Es decir, tras comparar poblaciones de similar composición étnica y nivel de vida, no se ha visto diferencia alguna entre zonas con vacuna y zonas sin vacuna. La difteria descendía por igual y así lo hacía desde 1870 (80 años antes del estudio).

¿Cómo explican los pro-vacunas que la difteria desapareciese al mismo ritmo donde menos se vacunaba y donde se vacunaba más? … como un milagro de la vacunación!

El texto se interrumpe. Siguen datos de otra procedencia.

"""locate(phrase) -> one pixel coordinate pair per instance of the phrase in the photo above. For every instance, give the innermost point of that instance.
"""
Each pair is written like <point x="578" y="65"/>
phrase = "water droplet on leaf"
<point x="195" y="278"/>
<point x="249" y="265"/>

La afirmación “gracias a que la población empezaba a vacunarse” es por tanto una consigna de márketing carente de fundamento. Solo nos quedan las mejoras de nutrición, higiene, salubridad y de las condiciones de vida en general.

El “consenso” en torno a las vacunas.

Un argumento usual de los pro-vacunas es apelar un supuesto consenso (léase: ausencia de voces críticas) en la comunidad científica (léase: el pediatra de la esquina) en torno a la eficacia y seguridad de las vacunas.

Lo esgrime gente que no distingue entre un médico y un científico (los propios médicos suelen verse a sí mismos como científicos), que cren que la Ciencia se decide por votación (¿hoy vamos al campo o a la playa?) antes que por el peso de la evidencia.

Mientras que los científicos sí disienten (en PUBMED está la prueba), el consenso de políticos y sanitarios se consigue de la siguiente manera que nada tiene que ver con la Ciencia:

Mediante el monopolio de investigación, congresos y “asociaciones científicas” la industria ejerce un control total sobre la información que llega a los profesionales de la medicina.

Sirva como prueba la organización recurrente, un año sí y otro también, de los únicos congresos sobre vacunas:

Jornadas de Vacunas AEP – Oviedo 2012
Jornadas de Vacunas AEP – Valencia 2013
Jornadas de Vacunas AEP – Zaragoza 2014

Al pie de todos los programas figuran los mismos patrocinadores, un año detrás de otro:

“GlaxoSmithKline, Pfizer, SanofiPasteur, AstraZeneca, Baxter, Novartis…” todos ellos fabricantes de vacunas. No hay otros patrocinadores. No se tolera otra visión que no sea la de la industria.

La organización que da nombre a los congresos (AEP) es la Asociación Española de Pediatría. Se autocalifica de “asociación científica” y tiene ¿cómo no? idénticos “mecenas”: Asociación Española de Pediatría – conflictos de intereses.
AEP_patrocinio

¿No les resultan enternecedores tanta objetividad y tanto altruismo?

No hay nada de que preocuparse, un médico me ha jurado que aunque asisten no se dejan influenciar por los fabricantes de vacunas, que no hay razón para desconfiar y que todo el sistema huele a agua de rosas.

Pregunta a los padres que llevan sus hijos al pediatra: ¿les declaran los pediatras sus conflictos de intereses? ¿confiarían en un pediatra que viaja a la Seychelles cortesía de Glaxo o Pfizer?